False positives can become dependencies or authority. The Donation of Constantine is one example. By 776, a forged document had appeared claiming Constantine had already given Rome and the West to the pope. Once accepted, it became authority for later claims. It took roughly 700 years for Lorenzo Valla to show that the document was fabricated because its language and style were anachronistic.
Code has the dependency version of this. Tests and AI reviews catch only the behavior they check. A patch that compiles and passes the tests can still get through these gates. The false positive is no longer just a bad patch; it becomes observable behavior the system has to preserve.
Stricter filters don’t fix the problem either. No AI contributions accepted? Limiting contributions? Larger test suites and even more AI reviewers? Useful patches get rejected with the bad ones. Attackers are already using AI, so defenders will have to use it too. Competing projects distill test suites and upstream code into their own codebases. Armin Ronacher built Flask, Sphinx, Jinja, and other Python staples before AI, and said this about a side project with AI:
Is 90% of code going to be written by AI? I don’t know. What I do know is, that for me, on this project, the answer is already yes. I’m part of that growing subset of developers who are building real systems this way.
— Armin Ronacher, 90%
So even when AI writes most of the code, maintainers still have to decide what to accept. The difficult part of selection is choosing between the two ends of the spectrum:
High precision, low recall. A writer loses a key section of the story. A maintainer rejects good patches for features, bug fixes, and security vulnerabilities.

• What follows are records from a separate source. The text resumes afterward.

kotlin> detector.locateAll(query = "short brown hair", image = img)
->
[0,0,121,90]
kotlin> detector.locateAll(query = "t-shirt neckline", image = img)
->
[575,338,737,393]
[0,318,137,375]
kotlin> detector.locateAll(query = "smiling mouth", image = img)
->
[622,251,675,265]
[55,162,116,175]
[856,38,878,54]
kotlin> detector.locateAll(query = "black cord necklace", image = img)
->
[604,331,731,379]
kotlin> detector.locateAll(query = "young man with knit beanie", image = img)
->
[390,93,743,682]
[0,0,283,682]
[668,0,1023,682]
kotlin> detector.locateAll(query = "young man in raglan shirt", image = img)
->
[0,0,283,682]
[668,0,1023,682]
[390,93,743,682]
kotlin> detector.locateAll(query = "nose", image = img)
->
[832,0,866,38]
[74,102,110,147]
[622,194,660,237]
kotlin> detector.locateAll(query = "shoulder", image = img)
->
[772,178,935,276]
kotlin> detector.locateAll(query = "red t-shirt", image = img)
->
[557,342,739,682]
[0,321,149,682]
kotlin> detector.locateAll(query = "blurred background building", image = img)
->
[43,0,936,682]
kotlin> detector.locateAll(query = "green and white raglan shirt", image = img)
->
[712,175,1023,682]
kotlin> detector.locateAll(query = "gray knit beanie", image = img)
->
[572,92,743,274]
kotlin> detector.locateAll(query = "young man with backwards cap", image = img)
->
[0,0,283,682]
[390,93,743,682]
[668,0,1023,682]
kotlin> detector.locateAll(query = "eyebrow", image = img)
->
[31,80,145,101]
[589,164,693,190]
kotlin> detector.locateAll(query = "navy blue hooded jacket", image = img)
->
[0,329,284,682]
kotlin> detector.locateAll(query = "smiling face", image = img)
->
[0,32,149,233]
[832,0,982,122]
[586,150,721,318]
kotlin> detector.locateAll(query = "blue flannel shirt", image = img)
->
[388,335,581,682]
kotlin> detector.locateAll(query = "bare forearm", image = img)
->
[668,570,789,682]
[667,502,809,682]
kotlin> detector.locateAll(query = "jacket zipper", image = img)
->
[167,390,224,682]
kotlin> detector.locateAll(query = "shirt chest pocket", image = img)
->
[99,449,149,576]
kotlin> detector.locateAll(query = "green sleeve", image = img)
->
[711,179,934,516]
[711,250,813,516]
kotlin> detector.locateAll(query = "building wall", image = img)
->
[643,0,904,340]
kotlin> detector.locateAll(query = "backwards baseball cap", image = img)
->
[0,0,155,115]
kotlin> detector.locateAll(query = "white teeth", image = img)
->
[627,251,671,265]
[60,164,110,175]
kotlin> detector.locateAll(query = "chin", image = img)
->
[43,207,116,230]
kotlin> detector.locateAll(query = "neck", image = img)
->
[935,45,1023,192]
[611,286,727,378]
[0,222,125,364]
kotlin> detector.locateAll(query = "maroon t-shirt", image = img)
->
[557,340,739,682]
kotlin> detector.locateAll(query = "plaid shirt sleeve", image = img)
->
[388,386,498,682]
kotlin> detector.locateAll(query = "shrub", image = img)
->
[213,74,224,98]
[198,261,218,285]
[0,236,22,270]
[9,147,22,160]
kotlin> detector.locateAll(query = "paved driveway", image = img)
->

Low precision, high recall. A passage becomes bogged down by repeated or irrelevant context. A codebase becomes slop and accumulates bad features, new bugs, and security vulnerabilities.
What Remains
Prediction: In the AI age, taste will become even more important. When anyone can make anything, the big differentiator is what you choose to make.
— Paul Graham, X
When generation is cheap, the important choice is what remains.
What remains has real consequences. A line that remains changes the canon. A patch that remains changes the codebase. A sentence that remains changes the argument. So does what gets left out. Our taste has to balance precision and recall.
The em dash is now a classic sign of AI slop; by coincidence, it shares a shape with the ancient obelos. The resemblance is useful: both point to text that looks passable but still deserves suspicion. Not everything plausible should remain.